（中英文对照）ZK Identity: Why and How (Part 1)

Last month, we kicked off the 0xPARC ZK-Identity Working Group: a working group experimenting with zkSNARKs to build digital identity tools. This post is the first in a series on why advances in cryptography will be important for enabling new identity primitives. This first post covers the “Why”; future posts will cover the “How.”

The design of online identity systems has been the subject of intense debate in the last few years. Modern digital identity systems have enabled new and complex kinds of online interactions and communities. Unfortunately, many of these systems also have significant weaknesses.

Many of these weaknesses can be attributed to inherent limitations of centralized identity system designs. Firstly, these systems are generally built around central points of control—and therefore, central points of failure. Modern e-commerce, social media, and messaging platforms are vulnerable to pressure or interference from powerful actors (such as authoritarian governments), or to technical attacks from malicious hackers; when a central operator is coerced or hacked, many parties beyond just the central operator are put at risk. Secondly, these systems rely on the concentration of power in the hands of operators who cannot possibly be fully aligned (financially, socially, or morally) with all of their users—for example, private social media companies with diverse global audiences must often make decisions about what constitutes an act of unjustified censorship versus an act in the interest of public safety, though they are often ill-equipped to do so.

Decentralized and cryptographic mechanisms are not a magical panacea, but they do offer some useful tools, and they expand the design space for digital identity systems. As more of our social and economic lives move online, designing secure, privacy-preserving, and user-controlled identity systems will become increasingly important. In this post, we’ll argue that new cryptographic primitives such as zkSNARKs will be crucial for building identity systems with these properties.

At their core, zkSNARKs are useful because they enable users of digital systems to produce credible claims of arbitrary complexity, without reliance on a trusted party. All identity systems are built around some mechanism for generating credible claims of identity and reputation—typically, fairly complex claims attached to attestations from a trusted authority, like a government or a company. By applying zkSNARK constructions to claims about identity and reputation, we can rearchitect digital identity systems and put control and data custody in the hands of users.

Credible Claims

As zkSNARKs operate over precise, mathematically-defined “claims,” we must first precisely break down the nature of claims involved in identity systems.

It’s hard to do business with a completely unknown and untrusted counterparty. Common sense tells us that as trust between counterparties decreases, the likelihood of cooperation does as well; game theory tells us that the optimal strategy in a one-shot prisoner’s dilemma is always to defect. Would you be more willing to buy a used car from a close friend who is tightly linked to your social circles, or from a sleazy Craigslist seller dropping by from out-of-town, who won’t even give you their name?
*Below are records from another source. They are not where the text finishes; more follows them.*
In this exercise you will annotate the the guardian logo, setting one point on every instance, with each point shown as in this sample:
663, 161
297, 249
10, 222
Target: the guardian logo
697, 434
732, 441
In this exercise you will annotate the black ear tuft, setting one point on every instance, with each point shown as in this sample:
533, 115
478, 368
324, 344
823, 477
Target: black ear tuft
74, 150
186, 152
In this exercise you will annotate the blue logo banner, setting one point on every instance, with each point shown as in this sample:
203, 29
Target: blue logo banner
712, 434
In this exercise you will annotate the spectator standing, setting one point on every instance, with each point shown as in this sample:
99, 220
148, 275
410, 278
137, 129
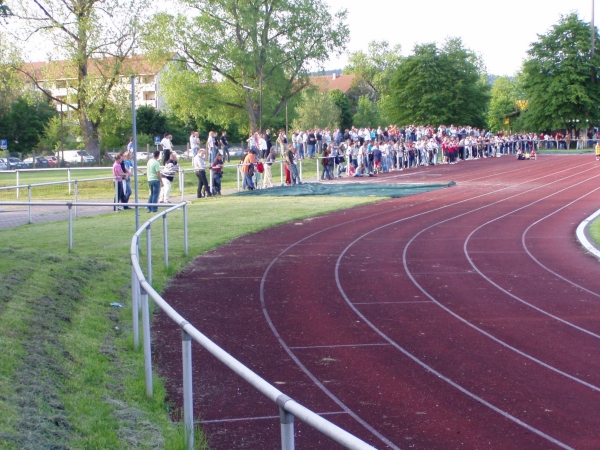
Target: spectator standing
291, 165
120, 177
268, 175
199, 164
217, 168
225, 145
249, 169
167, 146
168, 174
154, 180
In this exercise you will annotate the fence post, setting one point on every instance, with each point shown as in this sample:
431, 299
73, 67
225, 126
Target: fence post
149, 253
287, 423
116, 194
188, 395
185, 234
70, 227
166, 241
76, 196
29, 200
182, 183
147, 347
134, 309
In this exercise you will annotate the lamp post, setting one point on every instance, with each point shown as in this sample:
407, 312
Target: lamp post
259, 102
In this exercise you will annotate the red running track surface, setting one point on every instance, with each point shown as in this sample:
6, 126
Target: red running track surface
464, 317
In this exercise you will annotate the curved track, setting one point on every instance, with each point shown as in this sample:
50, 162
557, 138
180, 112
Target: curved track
464, 317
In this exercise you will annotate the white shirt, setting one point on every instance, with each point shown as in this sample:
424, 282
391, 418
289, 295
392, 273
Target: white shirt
166, 143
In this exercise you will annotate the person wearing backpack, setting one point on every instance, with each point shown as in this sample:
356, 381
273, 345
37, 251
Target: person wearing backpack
268, 176
248, 169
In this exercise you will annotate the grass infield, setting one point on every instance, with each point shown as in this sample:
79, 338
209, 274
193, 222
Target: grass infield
69, 377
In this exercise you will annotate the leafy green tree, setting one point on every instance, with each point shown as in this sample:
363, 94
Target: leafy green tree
343, 103
439, 86
316, 109
24, 122
242, 57
95, 37
560, 77
366, 114
376, 67
506, 103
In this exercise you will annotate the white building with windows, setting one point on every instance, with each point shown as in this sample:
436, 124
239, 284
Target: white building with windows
59, 78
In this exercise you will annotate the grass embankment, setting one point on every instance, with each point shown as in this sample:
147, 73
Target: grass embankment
594, 231
69, 377
97, 190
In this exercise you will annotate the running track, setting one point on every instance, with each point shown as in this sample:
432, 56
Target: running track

To build trust with each other, we need to be able to make credible claims: claims about our identities and reputations that people who we interact with can find believable. It’s not really a credible claim if the Craigslist seller above assures you he’s “sold tons of cars before, and everyone loves my cars—take my word for it.” But if this claim was associated with a collection of five-star ratings from verified buyers on a popular website that you know about, it would certainly feel more credible.

The idea of credible claims sounds obvious, but building and legitimizing a mechanism (in this example, a popular listings website) for producing credible claims is no easy task. In traditional models, our usual solution is to delegate record-keeping management to a trusted authority, so that they can attest to our claims about identity and reputation and lend them credibility. This authority must prove their legitimacy and trustworthiness over time (often in adversarial environments), and maintain infrastructure for generating and distributing attestations at scale.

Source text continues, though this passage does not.